What Does a Privacy-First AI Translation Stack Look Like?

Pbiz@lemmy.world · 22 days ago

What Does a Privacy-First AI Translation Stack Look Like?

Sergio@piefed.social · 22 days ago

lel I worked on a couple speech interface projects back in the 00s before all these corporate spyware platforms emerged. Naturally, it was all on-device (or a local server we controlled). This was more R&D/prototype stuff so it wasn’t as robust as systems nowadays, but the software is still out there:

Speech Recognition: https://cmusphinx.github.io/
we weren’t doing translation so idk about that
Text-To-Speech: https://github.com/festvox/festival

Pbiz@lemmy.world · 16 days ago

That’s really interesting. Sometimes it feels like local AI is a new idea, but a lot of the foundations were already there years ago.

The difference now is that the models have become good enough that these kinds of workflows are practical for everyday users, not just research projects.

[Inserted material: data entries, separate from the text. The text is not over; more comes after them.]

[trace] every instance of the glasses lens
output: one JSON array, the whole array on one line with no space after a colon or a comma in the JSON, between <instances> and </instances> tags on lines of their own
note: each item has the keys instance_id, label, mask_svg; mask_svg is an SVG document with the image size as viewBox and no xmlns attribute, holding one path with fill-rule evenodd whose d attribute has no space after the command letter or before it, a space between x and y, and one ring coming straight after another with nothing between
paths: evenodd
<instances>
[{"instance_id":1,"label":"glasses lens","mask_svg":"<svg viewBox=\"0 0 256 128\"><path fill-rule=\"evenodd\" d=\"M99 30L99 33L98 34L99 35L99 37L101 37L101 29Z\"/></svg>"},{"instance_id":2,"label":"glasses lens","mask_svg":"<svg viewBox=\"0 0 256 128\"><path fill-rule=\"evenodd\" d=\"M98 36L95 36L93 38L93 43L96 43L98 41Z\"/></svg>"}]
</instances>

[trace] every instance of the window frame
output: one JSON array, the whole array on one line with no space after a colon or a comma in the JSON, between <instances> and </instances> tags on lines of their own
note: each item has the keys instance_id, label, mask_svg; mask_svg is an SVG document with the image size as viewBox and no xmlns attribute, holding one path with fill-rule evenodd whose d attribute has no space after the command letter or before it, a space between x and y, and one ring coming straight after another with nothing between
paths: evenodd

Sergio@piefed.social · 16 days ago

All AI was local until recently. (late 2010s maybe?) It’s important not to let the cloud providers gaslight us.

these kinds of workflows are practical for everyday users

Kind of. A good system will still have a lot of design to it. If you just take an off-the-shelf LLM and do the minimal tuning for it to do the job, then you’ll get just another crappy system.

Pbiz@lemmy.world · 15 days ago

That’s a fair point. A good user experience usually comes from the engineering around the model, not just the model itself.

The AI gets most of the attention, but things like latency, workflow design, context handling, and reliability often make the difference between something people try once and something they actually use.